二人とも、まるで何日も空腹だったみたいに、唇を、舌を、唾液まみれになるのも気にしないで食べ合う。
ようやく唇が離れた、と思ったら、今度は耳から首筋にかけて彼の濡れた唇が滑り降り、あたしは小さく身体を震わせながら、久我さんの背中にしがみつく。
「……お前は感度がいいな」
にやりと笑った彼の指は、ワイシャツ越しにでもその硬さがわかるほどに立ち上がった胸の突起を強めの力で転がしている。

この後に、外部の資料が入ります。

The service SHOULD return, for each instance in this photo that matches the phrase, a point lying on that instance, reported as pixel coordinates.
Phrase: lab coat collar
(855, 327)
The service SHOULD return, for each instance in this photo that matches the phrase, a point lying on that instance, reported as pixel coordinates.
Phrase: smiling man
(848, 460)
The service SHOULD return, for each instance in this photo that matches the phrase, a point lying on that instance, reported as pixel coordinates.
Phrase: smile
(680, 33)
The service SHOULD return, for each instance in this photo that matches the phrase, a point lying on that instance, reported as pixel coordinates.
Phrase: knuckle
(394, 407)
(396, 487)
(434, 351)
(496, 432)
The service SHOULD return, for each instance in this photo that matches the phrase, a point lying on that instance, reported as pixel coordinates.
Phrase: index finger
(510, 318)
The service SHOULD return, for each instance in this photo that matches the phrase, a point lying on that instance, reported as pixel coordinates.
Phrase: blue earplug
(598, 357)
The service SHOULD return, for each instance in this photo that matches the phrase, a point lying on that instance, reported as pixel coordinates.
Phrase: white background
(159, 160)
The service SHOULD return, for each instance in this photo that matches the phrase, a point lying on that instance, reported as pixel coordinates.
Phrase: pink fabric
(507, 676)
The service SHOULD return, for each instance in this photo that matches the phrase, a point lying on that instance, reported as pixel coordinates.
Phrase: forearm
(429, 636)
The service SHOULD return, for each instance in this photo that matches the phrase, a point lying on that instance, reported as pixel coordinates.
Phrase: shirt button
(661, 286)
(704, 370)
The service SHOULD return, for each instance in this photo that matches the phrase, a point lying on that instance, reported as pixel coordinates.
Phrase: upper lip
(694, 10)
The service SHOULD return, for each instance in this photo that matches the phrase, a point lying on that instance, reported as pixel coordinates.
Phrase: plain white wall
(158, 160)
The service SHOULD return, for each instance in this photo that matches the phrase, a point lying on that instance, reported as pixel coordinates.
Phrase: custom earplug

そこからぴりぴりと伝わってくる快感になんとか耐えながら、息も切れ切れにあたしは言う。
「くが、さん……だから……」
「……?」
「久我さんのことが、好きだから……すぐに、よくなっちゃうんです……」
「……お前な……あんま俺を煽ると後で後悔すんぞ」
そう言って胸の愛撫を止めた彼が、あたしの足を大きく開かせた。
そして慣らすこともせずに奥まで指を入れられたので、一瞬痛みを予想して目を閉じたけど、それは無用な心配だった。
あたし……いつの間にこんなに……
「……もう一度言ってみろ。ここはどうしてこんなになってるんだ?」
「だめ……そんな」
「言わないとこの先には進まない」
久我さんはあたしが勝手にいかないよう、わざとゆっくりな動きで中をかき回す。
もう、こんな状態でおあずけは無理だよ……
あたしはきゅうきゅう彼の指を締め付けながら、涙声で言った。